Motha and McGrath (1994).
This study was prompted by the results of a preliminary study into the effects of reflexology on hypertension in pregnancy, as many such studies are started (Field 2002). An unexpected outcome in reduction of active labour times in the group studied prompted a further trial into intranatal outcomes following a course of reflexology treatments (Motha & McGrath 1994).
The study was run by obstetrician and reflexologist, Dr. Gotha and G.P. Dr. McGrath in the latter’s G.P. clinic. The course was offered to women who were over 20 weeks gestation, who had already had a scan to confirm the pregnancy was following a normal course. The area, in an underprivileged part of London, was partly chosen because of the lack of knowledge about reflexology. A total of 64 pregnant women volunteered for a course of 10 free reflexology treatments out of a total of 120 pregnant women attending the antenatal clinic.
The ethnicity of the participants was recorded as well as the presenting complaints associated with pregnancy; which included musculo-skeletal at 24.3% as the largest cause of discomfort to migraines and nose bleeds at 5.4% and 2.7% respectively, as the least bothersome. There was a small percentage of 5.4% without any reported condition. Hypertension was declared to be the only condition that was medically recognised and treated and affected 13.5% of the group.
Three reflexologists treated the participants over the full 10 treatments, with a drop out rate of 42% due to lack of baby sitters, apprehension over any reactions to reflexology, and non-attendance. The results of the trial reported a reduction in labour times with some mothers having labour times of 2 – 3 hours. An average first stage labour for 20 year olds was 5 – 6 hours and this figure included first time mothers who also reported labour times of 5 – 6 hours. Second time mothers of 26-30 years of age had longer labours, but age did not seem to have an impact, neither did the fact of previous pregnancies, as there was little difference between the labour times of mothers at 30 years of age and 40 years of age with some reporting labour times of 2 – 3 hours. The study concluded that “reflexology helps pregnant women of all ages”.
In Mollart (2003)
- Foot oedema
- Ankle oedema
Mollart (2003) looked at…..
A single-blind randomised controlled trial carried out over a two year period at ante natal units of the Gosford and Wyong hospitals in Australia. The aim of the trial was to compare reflexology techniques with rest in order to discover the best protocol to aid heavily pregnant women suffering ankle and foot oedema.
A total of ninety six women from several antenatal clinics associated with the two hospitals were invited to join the trial, and randomly placed into one of three groups. Group one used traditional reflexology, group two used a lymphatic reflexology technique, while group three were assigned to rest.

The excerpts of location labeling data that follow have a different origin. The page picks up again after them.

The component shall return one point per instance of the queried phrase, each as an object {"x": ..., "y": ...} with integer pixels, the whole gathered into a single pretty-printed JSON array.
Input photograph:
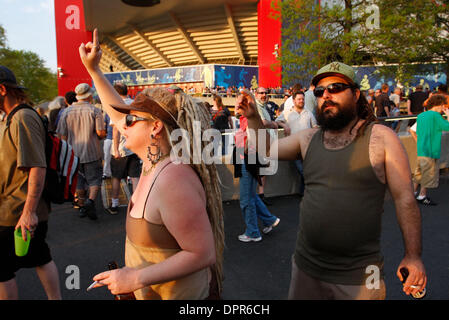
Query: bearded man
[{"x": 348, "y": 164}]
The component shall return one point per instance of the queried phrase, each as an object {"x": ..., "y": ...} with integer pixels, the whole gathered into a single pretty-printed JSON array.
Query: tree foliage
[
  {"x": 368, "y": 32},
  {"x": 314, "y": 35},
  {"x": 30, "y": 71}
]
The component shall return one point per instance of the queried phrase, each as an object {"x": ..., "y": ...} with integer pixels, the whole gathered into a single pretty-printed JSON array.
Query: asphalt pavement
[{"x": 82, "y": 248}]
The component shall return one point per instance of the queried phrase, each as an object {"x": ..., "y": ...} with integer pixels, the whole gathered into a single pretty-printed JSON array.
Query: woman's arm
[{"x": 90, "y": 54}]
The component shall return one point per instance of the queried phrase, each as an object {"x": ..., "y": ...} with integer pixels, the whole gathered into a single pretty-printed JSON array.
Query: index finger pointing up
[{"x": 95, "y": 40}]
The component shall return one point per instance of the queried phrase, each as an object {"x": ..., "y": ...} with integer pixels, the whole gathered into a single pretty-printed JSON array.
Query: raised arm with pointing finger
[{"x": 174, "y": 224}]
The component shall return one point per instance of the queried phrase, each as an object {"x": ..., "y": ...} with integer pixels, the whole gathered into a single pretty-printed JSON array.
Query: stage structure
[{"x": 171, "y": 39}]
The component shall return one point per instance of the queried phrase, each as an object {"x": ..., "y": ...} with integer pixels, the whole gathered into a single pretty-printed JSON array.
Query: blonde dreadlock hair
[{"x": 186, "y": 111}]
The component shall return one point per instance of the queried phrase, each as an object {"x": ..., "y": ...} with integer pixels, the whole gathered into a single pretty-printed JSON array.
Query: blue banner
[
  {"x": 430, "y": 76},
  {"x": 211, "y": 75}
]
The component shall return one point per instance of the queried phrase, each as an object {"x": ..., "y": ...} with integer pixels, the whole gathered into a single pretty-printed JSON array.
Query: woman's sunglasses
[
  {"x": 332, "y": 88},
  {"x": 131, "y": 119}
]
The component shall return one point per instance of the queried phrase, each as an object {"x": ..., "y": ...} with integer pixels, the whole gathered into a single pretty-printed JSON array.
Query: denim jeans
[
  {"x": 298, "y": 164},
  {"x": 252, "y": 206}
]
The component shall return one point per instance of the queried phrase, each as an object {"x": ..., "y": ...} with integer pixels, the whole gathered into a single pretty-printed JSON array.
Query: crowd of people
[{"x": 174, "y": 221}]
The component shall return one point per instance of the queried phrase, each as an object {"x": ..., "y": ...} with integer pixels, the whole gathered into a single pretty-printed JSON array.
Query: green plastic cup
[{"x": 21, "y": 245}]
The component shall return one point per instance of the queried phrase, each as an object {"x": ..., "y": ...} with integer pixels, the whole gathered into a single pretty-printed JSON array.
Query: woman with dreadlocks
[{"x": 174, "y": 225}]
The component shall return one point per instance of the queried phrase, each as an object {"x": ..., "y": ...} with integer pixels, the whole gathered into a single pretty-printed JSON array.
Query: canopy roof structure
[{"x": 174, "y": 33}]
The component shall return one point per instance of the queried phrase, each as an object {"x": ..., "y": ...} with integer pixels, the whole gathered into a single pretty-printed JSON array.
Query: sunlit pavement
[{"x": 252, "y": 270}]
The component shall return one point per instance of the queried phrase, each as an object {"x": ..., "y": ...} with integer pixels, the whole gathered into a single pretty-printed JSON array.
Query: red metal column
[
  {"x": 70, "y": 33},
  {"x": 269, "y": 43}
]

The treatments were of fifteen minutes duration during a normal antenatal visit, and self-administered questionnaires were filled out to obtain qualitative information, such as previous knowledge of reflexology, demographic information and levels of stress. Quantatative information was gathered by measurements of the feet and ankles, and blood pressure readings taken pre and post treatment.
In McNeill et.al. (2006).
- Onset of labour
- Duration of labour
McNeil at.al. 2006 looked at…..
This study used a comparative retrospective cohort study as time constraints and lack of available subjects prevented the randomised controlled trial, which the authors considered the ideal research model. The aim was to compare three aspects of labour: the onset of labour; the duration of labour; and the analgesia and mode of delivery used. In addition the study analyses the statistics concerning the onset and duration of labour, the number of reflexology treatments at what stage of gestation, and the mode of delivery.
The 150 participants chosen by convenience sampling at a local hospital antenatal unit were all considered to be low risk primagravidae; the first group of 50 received reflexology treatments while the second control group of 100 were chosen from a computer database and their details analysed without being seen. The study made reference to the potential bias due to the construction of the study and made efforts to reduce this by ensuring that all participants were primagravidae, with no pre-existing medical conditions.